Shrinking Sample Sizes

Let’s say you’re doing a sociological experiment in which you track the voting record of a certain demographic.

You start with 10,000 people.

You are still tracking them in the year 2030. By then, however, the population size has fallen to 5000 people - the other half died and therefore cannot vote.

What is the sample size?

Hypothetical #2:

You’re still tracking the same demographic in the year 2060. By then, 9999 members of the original population have died.

Can you still report a meaningful result for year 2060?

You’re describing a longitudinal study with death. It’s not so simple to analyze as just fixing a single sample size at the end. Google for that phrase to get the literature.

Thanks for sharing the name of the type of study. I initially tried searching “shrinking sample sizes” but that returned no relevant results.

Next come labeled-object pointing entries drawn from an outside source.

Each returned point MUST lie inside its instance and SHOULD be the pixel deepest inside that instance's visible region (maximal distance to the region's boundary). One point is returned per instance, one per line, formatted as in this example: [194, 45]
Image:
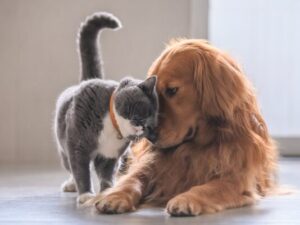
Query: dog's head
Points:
[199, 87]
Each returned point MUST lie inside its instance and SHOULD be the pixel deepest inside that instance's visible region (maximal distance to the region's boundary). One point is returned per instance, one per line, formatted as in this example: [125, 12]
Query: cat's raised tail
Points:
[89, 49]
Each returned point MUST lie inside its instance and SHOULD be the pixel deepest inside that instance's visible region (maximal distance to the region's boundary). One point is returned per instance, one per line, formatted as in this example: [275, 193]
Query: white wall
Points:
[265, 38]
[38, 60]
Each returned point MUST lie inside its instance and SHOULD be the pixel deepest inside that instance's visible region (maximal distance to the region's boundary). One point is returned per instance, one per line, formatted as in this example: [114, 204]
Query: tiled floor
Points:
[32, 196]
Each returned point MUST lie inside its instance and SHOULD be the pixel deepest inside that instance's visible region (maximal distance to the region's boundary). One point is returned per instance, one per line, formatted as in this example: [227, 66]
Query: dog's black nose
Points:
[151, 134]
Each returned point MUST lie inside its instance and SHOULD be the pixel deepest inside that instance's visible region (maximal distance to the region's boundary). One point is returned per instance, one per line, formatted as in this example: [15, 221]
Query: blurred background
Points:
[38, 58]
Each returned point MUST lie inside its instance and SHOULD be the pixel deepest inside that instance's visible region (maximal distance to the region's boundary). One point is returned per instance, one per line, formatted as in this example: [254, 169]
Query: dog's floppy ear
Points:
[220, 84]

Are longitudinal studies common in the sciences?

For example, let’s say you’re drug testing, but several individuals die from high dosages.

Would this be considered a longitudinal study? It’s not exactly an experiment done an extended period of time.

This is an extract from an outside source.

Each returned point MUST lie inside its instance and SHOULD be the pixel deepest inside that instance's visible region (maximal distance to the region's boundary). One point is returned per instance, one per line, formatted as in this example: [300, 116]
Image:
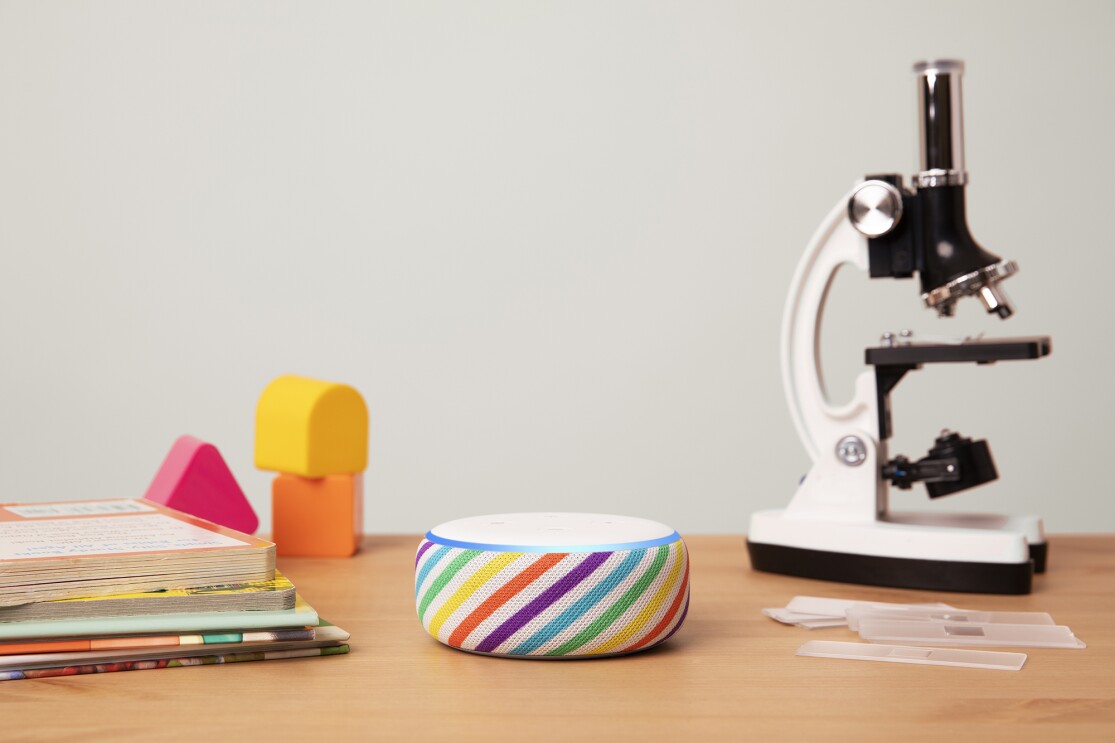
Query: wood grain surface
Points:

Longitudinal studies are found everywhere in medicine and biology. They are the gold standard of health and nutrition research. Take a look at the nurse’s health study, one of the most important sources of information about health in everyday life as a prime example.

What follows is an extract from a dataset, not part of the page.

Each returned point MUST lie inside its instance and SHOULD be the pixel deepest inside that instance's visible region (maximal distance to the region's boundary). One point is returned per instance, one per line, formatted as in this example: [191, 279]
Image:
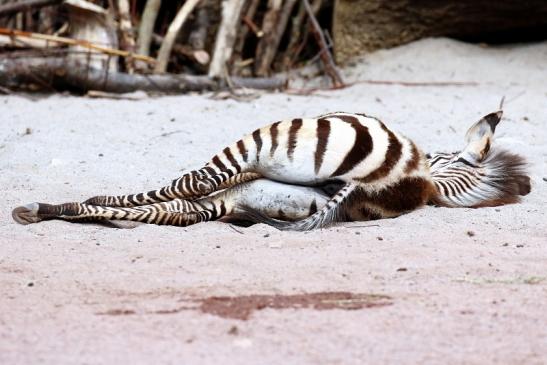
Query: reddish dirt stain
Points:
[241, 307]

A longitudinal study simply means studying the same group of people more than one time. If I asked you questions this week and again next week, that would count as a longitudinal study. (The converse is a cross-sectional survey, in which you only survey people once.)

One of the difficulties with longitudinal studies that occur over a longer period of time is that people withdraw from the study for many reasons other than death. There are statistical techniques to deal with bias due to attrition. Thankfully, public use datasets typically come with different weights to use based on which wave(s) of the study you’re using, so I’ve never needed to become especially familiar with those techniques!

If you’re interested in longitudinal surveys in the social sciences in the US, you could look at the National Longitudinal Studies or the In the UK, there is the British Cohort Study, which has followed everyone born in a certain week in 1970 over the course of their lives. There are a couple of others with older and younger cohorts. I imagine that the websites for these studies will have information about the statistical techniques used to deal with attrition.

Longitudinal surveys are really useful for getting closer to understanding causality than a cross-sectional survey will do, but they are a lot of work.

You might also find survival analysis interesting. Not the same thing as what you are talking about, but along the same lines. Make sure you read the part about “censoring”.